Royal Academy, London, 24 September-11 December

Marina Abramović: Gates and Portals
An Abramović event without the renowned performance artist, who is replaced by volunteers trained in her "Method."
Modern Art Oxford, 24 September-5 March

Dark Waters: JMW Turner with Lamin Fonfana
Does the great and radical Romantic painter need a soundtrack? Tate Liverpool reckons so.
Tate Liverpool, from 27 September

Horses and Freud
A celebration of Lucian Freud's passion for the turf, including relics of his gambling.
Ordovas, London, 27 September-16 December

Image of the week

Francis Bacon's plate/palette.

Francis Bacon, known for his brutally visceral paintings of screaming popes and writhing figures, also worked in London as an interior designer. Rare surviving objects from the time – including his rugs, lesser-spotted paintings and this plate/palette – are now up for auction. Read the full article.

What we learned

Brad Pitt's sculptures, yes his sculptures, are on show … and they're not awful!

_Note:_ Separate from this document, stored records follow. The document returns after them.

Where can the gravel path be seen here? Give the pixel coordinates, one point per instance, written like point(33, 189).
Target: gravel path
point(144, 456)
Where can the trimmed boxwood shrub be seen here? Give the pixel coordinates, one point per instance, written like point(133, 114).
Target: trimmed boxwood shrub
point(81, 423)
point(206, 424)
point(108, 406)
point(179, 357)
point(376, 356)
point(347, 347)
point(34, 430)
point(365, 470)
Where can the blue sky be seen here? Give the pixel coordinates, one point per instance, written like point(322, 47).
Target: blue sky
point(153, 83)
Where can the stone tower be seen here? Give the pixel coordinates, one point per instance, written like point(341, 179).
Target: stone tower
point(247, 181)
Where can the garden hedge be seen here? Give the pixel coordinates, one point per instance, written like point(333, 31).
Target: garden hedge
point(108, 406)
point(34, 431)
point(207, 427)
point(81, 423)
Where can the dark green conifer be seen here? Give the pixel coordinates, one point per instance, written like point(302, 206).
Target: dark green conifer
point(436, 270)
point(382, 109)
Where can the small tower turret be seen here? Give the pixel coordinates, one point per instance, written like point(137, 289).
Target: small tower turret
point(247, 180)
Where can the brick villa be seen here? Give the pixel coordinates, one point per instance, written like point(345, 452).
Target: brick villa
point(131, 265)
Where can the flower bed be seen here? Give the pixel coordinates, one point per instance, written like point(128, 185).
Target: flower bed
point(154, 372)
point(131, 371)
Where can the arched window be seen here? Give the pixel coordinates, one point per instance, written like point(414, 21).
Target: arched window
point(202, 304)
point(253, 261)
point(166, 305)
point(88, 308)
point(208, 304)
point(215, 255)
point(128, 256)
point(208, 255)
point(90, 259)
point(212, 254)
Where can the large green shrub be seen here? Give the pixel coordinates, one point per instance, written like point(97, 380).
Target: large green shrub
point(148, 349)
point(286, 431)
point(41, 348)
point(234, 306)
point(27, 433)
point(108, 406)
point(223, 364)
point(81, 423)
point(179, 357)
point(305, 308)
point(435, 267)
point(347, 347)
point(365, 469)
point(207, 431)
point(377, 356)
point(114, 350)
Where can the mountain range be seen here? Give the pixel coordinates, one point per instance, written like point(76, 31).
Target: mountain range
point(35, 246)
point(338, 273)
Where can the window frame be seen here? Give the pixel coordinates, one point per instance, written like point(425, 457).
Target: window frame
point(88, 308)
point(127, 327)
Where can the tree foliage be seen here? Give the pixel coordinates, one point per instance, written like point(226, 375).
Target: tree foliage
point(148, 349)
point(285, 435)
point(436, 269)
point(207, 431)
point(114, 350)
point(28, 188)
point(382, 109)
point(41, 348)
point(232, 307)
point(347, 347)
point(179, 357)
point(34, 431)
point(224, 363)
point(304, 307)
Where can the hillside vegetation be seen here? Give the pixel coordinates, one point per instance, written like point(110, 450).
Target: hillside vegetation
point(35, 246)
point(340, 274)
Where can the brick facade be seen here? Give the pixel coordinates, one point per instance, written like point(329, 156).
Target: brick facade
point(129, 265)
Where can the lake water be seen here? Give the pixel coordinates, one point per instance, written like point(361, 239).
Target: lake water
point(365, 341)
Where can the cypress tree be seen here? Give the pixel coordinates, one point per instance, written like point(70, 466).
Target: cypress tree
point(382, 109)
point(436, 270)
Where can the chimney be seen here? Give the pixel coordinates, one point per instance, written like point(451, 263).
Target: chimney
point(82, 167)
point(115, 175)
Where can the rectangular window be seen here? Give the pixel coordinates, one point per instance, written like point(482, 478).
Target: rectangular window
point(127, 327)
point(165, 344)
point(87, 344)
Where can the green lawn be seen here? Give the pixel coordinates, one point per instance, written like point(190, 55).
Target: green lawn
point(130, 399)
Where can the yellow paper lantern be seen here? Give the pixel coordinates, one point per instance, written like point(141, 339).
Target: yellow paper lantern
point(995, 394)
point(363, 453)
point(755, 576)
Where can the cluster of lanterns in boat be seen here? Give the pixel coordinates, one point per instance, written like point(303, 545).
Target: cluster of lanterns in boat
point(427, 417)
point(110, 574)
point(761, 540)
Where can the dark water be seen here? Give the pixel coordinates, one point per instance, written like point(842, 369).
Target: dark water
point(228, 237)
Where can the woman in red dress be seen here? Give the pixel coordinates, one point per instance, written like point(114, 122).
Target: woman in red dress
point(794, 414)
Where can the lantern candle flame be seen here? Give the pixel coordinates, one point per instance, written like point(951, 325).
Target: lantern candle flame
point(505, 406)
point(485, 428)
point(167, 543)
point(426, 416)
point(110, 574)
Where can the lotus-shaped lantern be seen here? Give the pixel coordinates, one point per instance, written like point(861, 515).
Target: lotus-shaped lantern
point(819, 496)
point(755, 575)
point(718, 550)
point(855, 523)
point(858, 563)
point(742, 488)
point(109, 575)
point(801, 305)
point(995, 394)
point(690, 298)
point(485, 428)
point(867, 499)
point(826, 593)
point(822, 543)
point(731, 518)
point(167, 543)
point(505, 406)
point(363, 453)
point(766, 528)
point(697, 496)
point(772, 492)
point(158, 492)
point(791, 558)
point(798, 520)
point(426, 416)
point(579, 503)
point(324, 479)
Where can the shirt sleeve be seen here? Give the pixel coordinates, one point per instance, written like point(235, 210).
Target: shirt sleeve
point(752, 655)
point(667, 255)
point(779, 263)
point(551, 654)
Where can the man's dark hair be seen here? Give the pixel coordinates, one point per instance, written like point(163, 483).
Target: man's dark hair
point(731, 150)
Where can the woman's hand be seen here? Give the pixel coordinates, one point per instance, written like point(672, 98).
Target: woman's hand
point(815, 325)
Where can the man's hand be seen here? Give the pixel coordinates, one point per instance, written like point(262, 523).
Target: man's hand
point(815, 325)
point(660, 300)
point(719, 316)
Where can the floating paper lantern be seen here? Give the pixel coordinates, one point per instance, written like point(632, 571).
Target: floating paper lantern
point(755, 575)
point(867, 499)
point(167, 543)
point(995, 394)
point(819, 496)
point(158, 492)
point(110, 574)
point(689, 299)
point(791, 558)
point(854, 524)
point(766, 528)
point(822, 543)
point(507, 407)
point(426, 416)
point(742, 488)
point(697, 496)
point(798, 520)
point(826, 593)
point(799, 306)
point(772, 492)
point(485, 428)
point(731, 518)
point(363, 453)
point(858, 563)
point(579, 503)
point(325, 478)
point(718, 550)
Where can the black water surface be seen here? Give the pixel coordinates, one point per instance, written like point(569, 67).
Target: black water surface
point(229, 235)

A gigantic See Monster has landed in Weston-super-Mare

Sex Pistols ephemera was a direct influence on the YBAs

A 21,450-page book has gone on sale – the longest volume in the world – and it is unreadable

Jim Moir has retired his Vic Reeves character to concentrate on painting people fighting in dinghies

There's a fight to preserve outsider artist Ron Gittins' art-plastered home

Superstar set designer Es Devlin lies awake thinking about Debenhams

King Charles's attention to British architecture achieved nothing

Potter and painter Derek Andrews and 'last impressionist' Ken Howard have died

Masterpiece of the week

The Guardian-King of the North, 1796-1820

Dhratarastra, Guardian-King of the North, from Joseon-dynasty Korea, 1796-1820
This painting on linen is a fantastically powerful, almost florid vision of a fierce being flamboyantly dressed in red and black, warning off any intruders to a Buddhist temple. You can see how, in earlier centuries, Korea's art creatively mixed with Buddhist styles from its neighbours China and Japan. Yet the tough Guardian-King is playing a lute, its gentle harmonies suggesting his softer side. Korea's traditional art is supremely spiritual and civilised, expressing Buddhist values in symmetrical, ethereal ceramics and gilded manuscripts as well as this characterful image.